Verano al natural
- Publicado en Editorial
Se hizo esperar pero ya está aquí. Lo tenemos con nosotros y ha llegado como Dios manda. Sí, como debe ser, haciendo subir el mercurio a las alturas. La primavera fue rara, enloquecida más bien, pero con el solsticio de verano, los días se alargan y los rayos solares invitan a lanzarse al mar. En Lanzarote, no hay que dudarlo, tenemos playas de sobra para calmar y mitigar cualquier ola de calor que nos llegue. Playas y de las mejores si tenemos en cuenta que Papagayo, ubicada al sur de la isla, volvió a colocarse entre las diez mejores del país en un ranking en el que los usuarios eligieron por plena voluntad este punto costero como uno de los diez más bonitos para perderse en unas vacaciones. Esta cala de arena blanca tiene una extensión de ciento veinte metros ideales, por su aspecto cristalino y sus aguas color turquesas.
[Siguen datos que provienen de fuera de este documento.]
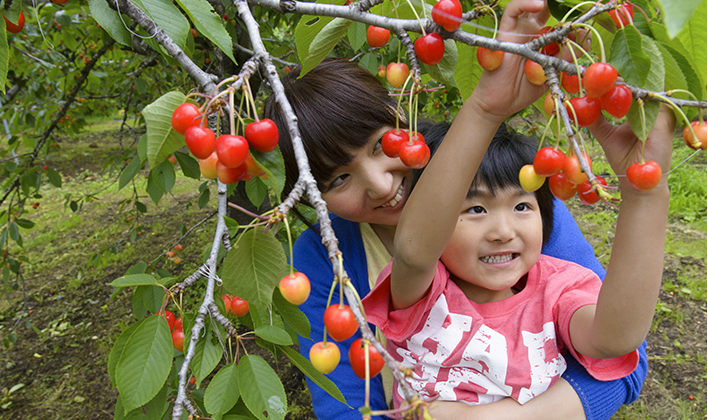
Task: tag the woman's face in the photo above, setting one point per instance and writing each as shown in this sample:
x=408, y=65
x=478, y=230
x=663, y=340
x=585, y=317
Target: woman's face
x=372, y=189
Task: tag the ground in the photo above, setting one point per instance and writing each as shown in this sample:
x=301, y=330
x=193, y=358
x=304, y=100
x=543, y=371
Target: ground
x=66, y=323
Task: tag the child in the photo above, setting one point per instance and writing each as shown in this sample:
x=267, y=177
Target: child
x=472, y=307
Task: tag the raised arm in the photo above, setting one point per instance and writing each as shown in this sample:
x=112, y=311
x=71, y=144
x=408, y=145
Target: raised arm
x=623, y=315
x=430, y=215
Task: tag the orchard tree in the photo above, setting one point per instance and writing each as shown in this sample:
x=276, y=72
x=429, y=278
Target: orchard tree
x=194, y=73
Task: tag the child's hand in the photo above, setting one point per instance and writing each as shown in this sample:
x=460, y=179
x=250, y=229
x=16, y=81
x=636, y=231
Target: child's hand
x=506, y=90
x=623, y=148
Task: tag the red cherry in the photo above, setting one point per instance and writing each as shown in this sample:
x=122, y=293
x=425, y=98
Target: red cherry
x=228, y=175
x=644, y=176
x=415, y=154
x=548, y=161
x=340, y=322
x=200, y=141
x=262, y=135
x=377, y=37
x=392, y=141
x=430, y=48
x=585, y=195
x=534, y=72
x=239, y=307
x=185, y=116
x=357, y=359
x=700, y=128
x=448, y=14
x=571, y=83
x=599, y=79
x=15, y=28
x=617, y=101
x=489, y=59
x=622, y=16
x=561, y=187
x=232, y=150
x=587, y=110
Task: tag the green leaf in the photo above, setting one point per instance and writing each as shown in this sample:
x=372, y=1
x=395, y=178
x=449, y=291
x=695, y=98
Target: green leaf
x=222, y=393
x=168, y=17
x=445, y=69
x=206, y=357
x=134, y=280
x=356, y=34
x=274, y=165
x=628, y=56
x=294, y=317
x=162, y=139
x=209, y=24
x=189, y=165
x=110, y=21
x=117, y=350
x=306, y=367
x=131, y=169
x=261, y=389
x=274, y=335
x=145, y=363
x=253, y=268
x=677, y=13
Una condición de “casi virgen” que los bañistas describen como "excelente", una "verdadera joya" o un "rincón único".
Pero la costa insular no es precisamente noticia por sus calas y playas naturales. Lanzarote está en el punto de mira informativo estas últimas semanas desde que saltó la noticia de que se llevará a cabo la construcción de dos nuevas playas artificiales en la isla. Una en la zona de Berrugo, en Playa Blanca, y otra en Costa Teguise, junto al Sands Beach Resort. Ambos proyectos no sólo contemplan el relleno de arena de la costa, sino también la construcción de escolleras o espigones, así como la posterior explotación de su uso por terrazas, quioscos o servicio de hamacas, entre otros.
La nueva playa artificial de Playa Blanca ocuparía 500 metros de costa mientras que la de Costa Teguise –en la que es frecuente ver diversas aves limícolas y otras migrantes- alteraría 200 metros de zona rocosa, si bien la actuación completa afectaría a 26.000 metros cuadrados de dominio público marítimo terrestre. La competencia nula que tiene en este asunto el Cabildo Insular de Lanzarote deja en manos del Estado toda la zona de Dominio Público Marítimo Terrestre. La noticia genera opiniones encontradas. Por un lado, quienes están satisfechos por las obras y ven nuevas oportunidades de negocio y expansión. Y, por el otro, quienes ponen en valor la riqueza natural de Lanzarote y se muestran contrarios a cualquier modificación que altere la biodiversidad de la zona, defendiendo que la costa en su estado natural no necesita intervenciones.
En nuestro ejercicio de conocer y contrastar la postura idónea encontramos que el propio Ministerio de Medio Ambiente (2008) en un documento denominado “Directrices sobre actuaciones en playas” establece que una playa se encuentra en su estado “normal”, cuando su comportamiento sólo está condicionado por los agentes y el medio natural, sin coacciones de origen humano, ya que la erosión de la costa se produce cuando hay una alteración de la dinámica litoral que puede deberse a una disminución en los aportes de sedimentos y a la presencia de barreras al transporte (diques, escolleras, etc.), generando problemas al ecosistema. Si a esto le sumamos que pretenden traer la arena del Sahara, desobedeciendo las directrices judiciales que lo impiden… Y, como decíamos arriba, llegó el verano como está mandado, sin nubes en el celaje pero con el fantasma de nuevas polémicas.